Got to say I'm on Lakee's side on this one. I'm a firm believer in the KISS system. Write the code as if you have to fault find it at 2:30 in the morning with 38 angry managers breathing down your neck..

 

[TConnolly]

At 2:30 in the morning Bubba on the night shift maintenance crew is not going to understand a loop and indirect addressing, he probably can't even find where in the program a particular input is even being scaled. He cant search for it because the module and IO point is obfuscated by indirect addressing. If he searches for I:8.0 he won't find it. He will be scratching his head and the programmer will get a phone call.

If someone comes along a few years from now and needs to upload the program without comments he then has to try and figure out the not so obvious. Even with comments he might wonder, and keep in mind, it could be the very same person who wrote the program who is trying to figure out what he was doing originally. (Dont ask me how I know that ).

 

[Ron Beaufort]

I just KNEW that Alaric was going to beat me to it ...

well, he might have fewer rungs – but the approach is nowhere near what many experienced programmers would call "simple" ...

consider a poor maintenance guy who's trying to track down a "problem" with a particular field transmitter ... instead of following the mathematical trail through one particular "scaling" rung (even one out of 50), he's going to be faced with a constantly flickering number on the screen which will be changing much too fast to be read ...

over the years, I've been called upon to "uncomplicate" several elegant looping structures like this which have been designed by other programmers ... usually they're MSG (Message) operations - but the same concepts apply ...

the biggest problem is that when ONE part of the system quits working, you can't get the REST of the system to "hold still" long enough to track down what's causing the problem ... besides that:

(1) rungs are cheap ...

(2) troubleshooting time is expensive ...

and ...

(3) the processor still has to do JUST AS MANY math operations when you "loop" through the sequence – PLUS – it also has to do MORE operations in order to interpret the indirect addressing, increment the pointer, jump to the label, and test the loop conditions for completion ...

the processing time might not be an issue in most systems, but analyzing and understanding the signal flow quite often becomes a problem – regardless of how much documentation is provided ... again, the signal values won't "hold still" while you're trying to track them down ...

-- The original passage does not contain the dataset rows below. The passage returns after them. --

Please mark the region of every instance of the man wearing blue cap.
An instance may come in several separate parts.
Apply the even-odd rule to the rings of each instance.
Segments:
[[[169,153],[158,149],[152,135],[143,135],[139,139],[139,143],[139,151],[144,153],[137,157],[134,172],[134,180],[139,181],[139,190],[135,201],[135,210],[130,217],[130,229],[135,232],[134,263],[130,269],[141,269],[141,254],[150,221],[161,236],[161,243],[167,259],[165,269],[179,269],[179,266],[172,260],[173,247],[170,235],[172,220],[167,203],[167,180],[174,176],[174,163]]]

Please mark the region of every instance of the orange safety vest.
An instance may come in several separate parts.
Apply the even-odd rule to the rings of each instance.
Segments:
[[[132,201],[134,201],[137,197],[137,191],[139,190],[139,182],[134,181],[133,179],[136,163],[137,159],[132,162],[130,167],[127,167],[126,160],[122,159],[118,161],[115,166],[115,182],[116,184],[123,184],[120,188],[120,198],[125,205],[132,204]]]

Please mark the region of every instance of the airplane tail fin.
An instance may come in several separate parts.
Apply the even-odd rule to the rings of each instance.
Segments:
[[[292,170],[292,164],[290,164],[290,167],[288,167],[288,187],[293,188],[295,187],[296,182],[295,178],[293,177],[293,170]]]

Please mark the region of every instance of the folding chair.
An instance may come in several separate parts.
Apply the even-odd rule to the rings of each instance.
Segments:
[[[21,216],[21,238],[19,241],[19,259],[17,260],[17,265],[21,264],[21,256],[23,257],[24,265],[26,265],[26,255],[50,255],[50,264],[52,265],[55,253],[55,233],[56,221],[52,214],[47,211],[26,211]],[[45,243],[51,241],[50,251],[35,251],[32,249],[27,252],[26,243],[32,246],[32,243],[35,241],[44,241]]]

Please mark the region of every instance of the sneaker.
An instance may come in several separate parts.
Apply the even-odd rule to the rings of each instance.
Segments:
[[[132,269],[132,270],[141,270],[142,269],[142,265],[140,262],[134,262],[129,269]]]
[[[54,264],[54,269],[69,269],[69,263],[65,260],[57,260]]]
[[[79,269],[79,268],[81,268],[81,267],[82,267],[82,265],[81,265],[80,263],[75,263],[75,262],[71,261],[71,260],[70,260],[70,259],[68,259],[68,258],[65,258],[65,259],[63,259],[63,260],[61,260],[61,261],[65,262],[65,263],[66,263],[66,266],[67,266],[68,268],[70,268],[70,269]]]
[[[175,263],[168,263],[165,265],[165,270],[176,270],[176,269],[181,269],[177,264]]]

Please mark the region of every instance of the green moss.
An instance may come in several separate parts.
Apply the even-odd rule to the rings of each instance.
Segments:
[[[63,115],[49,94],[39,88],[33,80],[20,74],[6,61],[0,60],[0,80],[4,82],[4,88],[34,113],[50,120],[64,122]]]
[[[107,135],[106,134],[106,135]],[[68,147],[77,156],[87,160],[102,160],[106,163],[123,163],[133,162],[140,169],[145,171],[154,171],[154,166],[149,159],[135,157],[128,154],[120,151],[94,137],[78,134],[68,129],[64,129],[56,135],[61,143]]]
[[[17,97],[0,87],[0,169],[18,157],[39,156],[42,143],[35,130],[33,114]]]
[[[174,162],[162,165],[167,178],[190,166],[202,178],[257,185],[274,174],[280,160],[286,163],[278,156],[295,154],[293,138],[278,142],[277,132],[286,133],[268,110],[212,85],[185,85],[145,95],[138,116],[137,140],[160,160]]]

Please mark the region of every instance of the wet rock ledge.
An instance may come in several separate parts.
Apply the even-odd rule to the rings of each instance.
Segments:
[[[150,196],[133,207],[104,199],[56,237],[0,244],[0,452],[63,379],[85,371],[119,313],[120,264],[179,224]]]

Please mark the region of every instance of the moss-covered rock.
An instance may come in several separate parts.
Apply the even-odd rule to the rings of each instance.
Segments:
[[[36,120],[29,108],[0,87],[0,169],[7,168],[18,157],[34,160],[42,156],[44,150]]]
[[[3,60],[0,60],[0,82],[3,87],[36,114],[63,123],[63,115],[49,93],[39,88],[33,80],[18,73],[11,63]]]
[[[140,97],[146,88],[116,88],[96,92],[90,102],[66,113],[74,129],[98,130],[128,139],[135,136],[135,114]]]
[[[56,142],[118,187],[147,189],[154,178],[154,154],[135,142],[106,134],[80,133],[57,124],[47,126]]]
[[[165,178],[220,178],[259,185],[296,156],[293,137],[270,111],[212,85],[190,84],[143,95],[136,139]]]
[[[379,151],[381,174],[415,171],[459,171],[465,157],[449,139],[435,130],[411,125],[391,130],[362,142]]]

so the BIG question is this: what have you really gained by using this approach? ...

to each his own – but personally I'm not really a fan of this type of programming ...

 

[Paul T]

Awesome response, Ron. That sums up the reasons not to get too cute perfectly.

Only thing I'll add is that this type of task is why subroutines were invented. Scaling fifty analog inputs is just the thing to do in a sub, debug once, then never have to look at again except maybe at oh-dark-thirty. And then, it's perfectly clear what's going on.

And, along the way I'd buffer them all so that I could write my logic cleanly while the real IO could be arranged in whatever way was most convenient to wire.